Editorial: Ventura County’s risky pandemic transition

About a third of Californians, including 267,000 people in Ventura County alone, receive their healthcare through insurance provided by Medi-Cal, the state-federal program for low-income individuals and families.

Starting this month, tens of thousands of Ventura County beneficiaries and millions across the state, will lose that coverage — not because of a change in circumstance that altered their eligibility, but because of the return of a bureaucratic requirement that means missed paperwork could cost them their ability to see a doctor.

The reason is the expiration of a pandemic-inspired approach to enrollment. During those years when the spread of COVID-19 threatened to overwhelm emergency rooms, the federal government sensibly waived its requirement that recipients renew their participation annually. They automatically retained their coverage.

Now, the easing of COVID requirements has spread to the healthcare arena. One change this month is that masks are no longer required of patients and visitors in healthcare settings. Much more significant is the return of annual renewal requirements for Medi-Cal patients.

Those who don’t receive or don’t respond to requests for paperwork will be bumped off the plan. That will mean a loss of access to preventive care, loss of ability to be seen or treated in clinic settings, and a corresponding increase in the number of patients who turn as a last resort to the one place where they cannot be turned away — hospital emergency departments.

More: Potential loss of Medi-Cal for thousands in Ventura County pushes massive outreach

Given that this is a program that serves the poor (adults with an income of less than $20,121, a single parent with one child and an income of less than $27,214, a family of four with an income of less than $41,400), the paperwork process can be challenging. Many do not have stable housing and frequently change addresses. Access to the Internet can be spotty or non-existent. Language barriers are not uncommon.

The inevitable result is that thousands — some estimate as many as 50,000 in Ventura County over the next 14 months — will lose their access to healthcare.

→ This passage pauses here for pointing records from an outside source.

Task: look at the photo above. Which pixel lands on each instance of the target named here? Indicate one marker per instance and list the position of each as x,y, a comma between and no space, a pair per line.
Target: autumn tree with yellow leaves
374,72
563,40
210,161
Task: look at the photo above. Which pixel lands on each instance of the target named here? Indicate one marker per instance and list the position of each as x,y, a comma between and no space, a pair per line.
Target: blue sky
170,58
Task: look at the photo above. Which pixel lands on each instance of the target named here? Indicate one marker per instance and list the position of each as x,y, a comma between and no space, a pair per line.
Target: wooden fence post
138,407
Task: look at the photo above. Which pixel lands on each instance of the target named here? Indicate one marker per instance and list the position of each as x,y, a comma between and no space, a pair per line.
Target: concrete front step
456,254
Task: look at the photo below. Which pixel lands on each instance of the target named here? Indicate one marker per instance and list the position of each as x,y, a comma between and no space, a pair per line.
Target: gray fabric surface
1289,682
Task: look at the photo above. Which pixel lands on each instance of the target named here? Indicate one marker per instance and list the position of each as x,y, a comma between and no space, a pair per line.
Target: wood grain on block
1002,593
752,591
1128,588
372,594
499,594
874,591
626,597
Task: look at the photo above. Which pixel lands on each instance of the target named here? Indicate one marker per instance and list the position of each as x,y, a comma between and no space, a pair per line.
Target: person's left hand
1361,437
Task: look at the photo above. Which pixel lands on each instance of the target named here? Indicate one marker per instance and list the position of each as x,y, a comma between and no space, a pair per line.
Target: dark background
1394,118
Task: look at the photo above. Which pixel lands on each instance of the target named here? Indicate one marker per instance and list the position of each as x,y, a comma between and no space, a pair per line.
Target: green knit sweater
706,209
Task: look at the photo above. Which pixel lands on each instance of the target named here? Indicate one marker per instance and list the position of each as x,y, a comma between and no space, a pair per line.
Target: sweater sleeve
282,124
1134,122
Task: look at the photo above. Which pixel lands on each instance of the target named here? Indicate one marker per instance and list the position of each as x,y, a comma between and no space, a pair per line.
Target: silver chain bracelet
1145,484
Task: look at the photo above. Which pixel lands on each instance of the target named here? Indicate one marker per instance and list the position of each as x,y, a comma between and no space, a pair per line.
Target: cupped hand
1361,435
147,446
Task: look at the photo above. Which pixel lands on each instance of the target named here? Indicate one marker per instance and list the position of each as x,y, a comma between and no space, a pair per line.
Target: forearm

It is encouraging to note that the state Department of Health Care Services, the county Human Services Agency and nonprofit advocates are partnering in a large-scale effort to spread the word to minimize the number of families who will fall through the bureaucratic cracks.

Aggressive outreach is essential because, as a representative of the Camarillo-based Interface Children and Family Services told The Star, “It doesn’t seem like people really understand what is going on.”

There are thousands of individual reasons to be concerned about a wholesale loss of access to healthcare in the community — untreated ear infections in children, cases of asthma that go undiagnosed, pregnancy complications that are left unnoticed, chronic diseases that are not identified until serious complications set in, a toll of unnecessary pain and suffering.

But there is also a reason for personal concern among those with private insurance or on Medicare, and it is the same reason that inspired the pandemic exception to the mandated eligibility renewals. Inevitably, many who are unable to receive care elsewhere will find themselves in already stretched emergency rooms — imperiling the ability of all to receive timely treatment in a time of need.

There is good reason to help spread the word to family members, friends, co-workers, any of the 1 out of 3 Ventura County residents who rely on Medi-Cal to access healthcare. Tell them to go to KeepMediCalCoverage.org to update contact information and find out how to renew.

There’s no reason the community’s health should be imperiled by a pandemic of paperwork.